# Convolutional Neural Network in PyTorch

**|| Jonty Sinai ||** 10-04-2019

So far I've implemented a simple [one layer neural network](mlp.ipynb) and code for an [n-layer fully connected neural network](neural_network.ipynb) for simple image classification tasks, either MNIST or CIFAR10. With these simple architectures it was possible to get over 97% test accuracy on MNIST (with only a few minutes of training on a CPU) and roughly 51% test accuracy on CIFAR-10 (still way better than a random guess which has 10% accuracy). 

The main design flaw with these neural networks is that every pixel in the image maps through a unique weight pathway to the final output class probabilities. Put another way, every weight pathway through the network is associated with a unique pixel location in the source image. The problem with this approach is that groups of pixels tend to form similar patterns in images (eg edges, circles, texture etc.) and tend to be repeated across an image. The basic feed-forward architecture of a fully connected network takes no advantage of repeated motifs within an image. This is where convolutional neural networks come in. 

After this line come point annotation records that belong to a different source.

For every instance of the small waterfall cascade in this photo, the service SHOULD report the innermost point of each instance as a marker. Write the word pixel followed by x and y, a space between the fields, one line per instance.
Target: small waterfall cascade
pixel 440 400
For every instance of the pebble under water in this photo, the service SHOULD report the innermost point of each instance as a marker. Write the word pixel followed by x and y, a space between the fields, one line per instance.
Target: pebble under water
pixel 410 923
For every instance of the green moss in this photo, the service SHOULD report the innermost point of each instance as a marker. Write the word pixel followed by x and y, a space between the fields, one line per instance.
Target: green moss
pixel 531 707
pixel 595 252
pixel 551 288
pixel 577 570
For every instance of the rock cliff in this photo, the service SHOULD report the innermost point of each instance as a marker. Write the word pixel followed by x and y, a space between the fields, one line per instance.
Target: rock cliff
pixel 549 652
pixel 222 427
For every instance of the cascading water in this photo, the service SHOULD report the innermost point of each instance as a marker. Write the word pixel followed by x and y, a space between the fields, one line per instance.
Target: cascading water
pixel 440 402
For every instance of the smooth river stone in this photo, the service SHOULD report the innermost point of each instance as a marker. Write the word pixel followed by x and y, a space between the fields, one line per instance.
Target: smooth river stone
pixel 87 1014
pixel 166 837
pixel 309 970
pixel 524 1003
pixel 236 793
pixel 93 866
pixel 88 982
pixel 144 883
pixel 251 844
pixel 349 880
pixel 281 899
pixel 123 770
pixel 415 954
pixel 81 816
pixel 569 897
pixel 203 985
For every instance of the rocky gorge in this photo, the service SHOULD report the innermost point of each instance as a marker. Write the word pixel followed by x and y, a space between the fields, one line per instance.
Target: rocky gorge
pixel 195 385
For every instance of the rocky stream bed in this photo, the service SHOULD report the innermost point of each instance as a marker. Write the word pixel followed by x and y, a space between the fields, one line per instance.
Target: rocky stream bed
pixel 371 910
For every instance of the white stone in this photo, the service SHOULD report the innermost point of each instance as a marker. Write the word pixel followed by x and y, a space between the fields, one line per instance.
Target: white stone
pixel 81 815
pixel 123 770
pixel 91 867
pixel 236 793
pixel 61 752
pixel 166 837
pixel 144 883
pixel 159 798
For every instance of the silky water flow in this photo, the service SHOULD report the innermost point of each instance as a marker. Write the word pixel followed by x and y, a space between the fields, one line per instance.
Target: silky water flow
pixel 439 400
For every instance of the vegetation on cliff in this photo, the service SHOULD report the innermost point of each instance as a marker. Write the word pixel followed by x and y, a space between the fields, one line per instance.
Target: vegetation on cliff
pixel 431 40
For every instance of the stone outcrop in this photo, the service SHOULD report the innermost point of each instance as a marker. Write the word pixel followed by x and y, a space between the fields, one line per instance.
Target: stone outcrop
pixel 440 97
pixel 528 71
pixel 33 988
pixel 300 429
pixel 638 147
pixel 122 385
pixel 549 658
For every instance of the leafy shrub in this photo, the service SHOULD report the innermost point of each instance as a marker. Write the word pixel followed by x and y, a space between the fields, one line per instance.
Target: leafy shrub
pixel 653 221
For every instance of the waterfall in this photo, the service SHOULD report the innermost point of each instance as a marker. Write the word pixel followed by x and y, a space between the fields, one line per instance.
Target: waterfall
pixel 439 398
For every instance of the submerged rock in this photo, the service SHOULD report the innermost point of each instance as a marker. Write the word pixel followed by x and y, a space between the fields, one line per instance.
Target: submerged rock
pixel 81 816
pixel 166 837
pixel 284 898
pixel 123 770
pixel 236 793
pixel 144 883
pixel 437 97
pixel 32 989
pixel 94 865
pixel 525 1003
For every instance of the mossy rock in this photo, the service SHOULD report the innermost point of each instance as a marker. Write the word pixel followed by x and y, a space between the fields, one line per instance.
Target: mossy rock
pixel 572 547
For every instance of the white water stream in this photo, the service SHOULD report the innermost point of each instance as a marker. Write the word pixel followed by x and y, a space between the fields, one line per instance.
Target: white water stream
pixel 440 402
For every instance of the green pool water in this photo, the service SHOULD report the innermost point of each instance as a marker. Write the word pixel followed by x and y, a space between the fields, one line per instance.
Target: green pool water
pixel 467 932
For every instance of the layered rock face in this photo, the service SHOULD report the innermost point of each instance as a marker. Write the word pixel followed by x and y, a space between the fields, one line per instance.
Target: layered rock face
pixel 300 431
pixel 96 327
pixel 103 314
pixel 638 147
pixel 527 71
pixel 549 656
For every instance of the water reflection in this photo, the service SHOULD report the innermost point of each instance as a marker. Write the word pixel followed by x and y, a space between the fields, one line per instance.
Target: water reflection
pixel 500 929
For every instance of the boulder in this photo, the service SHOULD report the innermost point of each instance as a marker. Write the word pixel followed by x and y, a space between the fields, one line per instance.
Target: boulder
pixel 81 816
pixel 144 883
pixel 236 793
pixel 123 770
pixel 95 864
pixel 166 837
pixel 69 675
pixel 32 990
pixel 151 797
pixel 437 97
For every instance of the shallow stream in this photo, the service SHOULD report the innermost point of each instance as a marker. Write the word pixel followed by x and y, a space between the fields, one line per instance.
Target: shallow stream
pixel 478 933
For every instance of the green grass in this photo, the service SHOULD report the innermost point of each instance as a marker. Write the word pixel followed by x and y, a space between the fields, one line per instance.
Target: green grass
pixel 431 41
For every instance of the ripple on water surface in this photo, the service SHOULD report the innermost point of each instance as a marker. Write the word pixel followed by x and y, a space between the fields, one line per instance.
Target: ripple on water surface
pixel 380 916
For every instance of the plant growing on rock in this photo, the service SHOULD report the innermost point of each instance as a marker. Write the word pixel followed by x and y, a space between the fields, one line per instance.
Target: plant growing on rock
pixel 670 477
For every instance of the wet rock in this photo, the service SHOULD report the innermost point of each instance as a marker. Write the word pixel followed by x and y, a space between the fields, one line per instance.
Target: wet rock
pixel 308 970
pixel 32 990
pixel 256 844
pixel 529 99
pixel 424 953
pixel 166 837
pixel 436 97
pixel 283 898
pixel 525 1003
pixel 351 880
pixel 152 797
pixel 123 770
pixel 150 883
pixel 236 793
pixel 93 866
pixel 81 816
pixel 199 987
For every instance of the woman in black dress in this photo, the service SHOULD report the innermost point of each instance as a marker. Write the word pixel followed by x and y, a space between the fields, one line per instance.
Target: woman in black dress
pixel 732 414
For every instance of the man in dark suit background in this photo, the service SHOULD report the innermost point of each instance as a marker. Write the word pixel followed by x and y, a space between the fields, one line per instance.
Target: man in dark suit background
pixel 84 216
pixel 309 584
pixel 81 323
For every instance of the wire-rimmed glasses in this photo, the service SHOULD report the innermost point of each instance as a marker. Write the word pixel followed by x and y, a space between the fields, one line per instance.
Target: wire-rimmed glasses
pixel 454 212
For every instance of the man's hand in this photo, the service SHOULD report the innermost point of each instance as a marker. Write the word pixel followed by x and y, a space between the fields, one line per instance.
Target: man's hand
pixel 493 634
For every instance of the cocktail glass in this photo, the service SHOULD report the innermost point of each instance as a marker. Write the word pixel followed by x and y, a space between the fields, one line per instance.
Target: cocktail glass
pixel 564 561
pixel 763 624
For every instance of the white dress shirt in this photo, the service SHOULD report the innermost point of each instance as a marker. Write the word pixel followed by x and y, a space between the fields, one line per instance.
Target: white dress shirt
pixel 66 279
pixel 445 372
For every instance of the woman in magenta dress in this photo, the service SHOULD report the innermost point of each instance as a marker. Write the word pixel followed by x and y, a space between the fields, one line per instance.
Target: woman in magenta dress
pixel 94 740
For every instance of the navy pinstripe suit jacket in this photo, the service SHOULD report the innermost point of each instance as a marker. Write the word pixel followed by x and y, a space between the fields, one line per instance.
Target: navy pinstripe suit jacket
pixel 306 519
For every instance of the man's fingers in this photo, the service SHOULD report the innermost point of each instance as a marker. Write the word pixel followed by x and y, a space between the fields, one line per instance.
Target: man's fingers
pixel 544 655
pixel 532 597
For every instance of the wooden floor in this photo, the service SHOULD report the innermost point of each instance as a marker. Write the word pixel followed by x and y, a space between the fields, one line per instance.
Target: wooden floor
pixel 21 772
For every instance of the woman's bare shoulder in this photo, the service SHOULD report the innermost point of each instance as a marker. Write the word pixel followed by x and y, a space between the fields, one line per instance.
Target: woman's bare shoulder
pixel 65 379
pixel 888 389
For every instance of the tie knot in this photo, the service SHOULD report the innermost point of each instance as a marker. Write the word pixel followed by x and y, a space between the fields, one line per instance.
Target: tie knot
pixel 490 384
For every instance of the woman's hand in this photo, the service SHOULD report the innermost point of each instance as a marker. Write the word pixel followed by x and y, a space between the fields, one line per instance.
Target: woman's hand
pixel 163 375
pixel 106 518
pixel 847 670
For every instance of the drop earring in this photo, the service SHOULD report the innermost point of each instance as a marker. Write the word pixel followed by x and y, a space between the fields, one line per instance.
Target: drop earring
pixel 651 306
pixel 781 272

The idea is to "look" at only a subset of the image and systematically cover the image by _striding_ the selected subset. The way we do this is with _convolution_ kernels (matrices with size smaller than the image) which _convolve_ the selected pixels into a small patch of transformed pixels. The learnable weights of the neural network are the weights of the convolution kernels. The advantage of this is that a smaller number of weights can be shared across the image. For RGB colour images we can apply a separate convolution kernel across each colour channel. Convolution kernels are often coupled with _pooling_ layers which summarise the transformed pixel into one hidden unit, usually by taking the average or max value. The overall effect is similar to _compression_, only the compression tends to be lossy because of the pooling layers.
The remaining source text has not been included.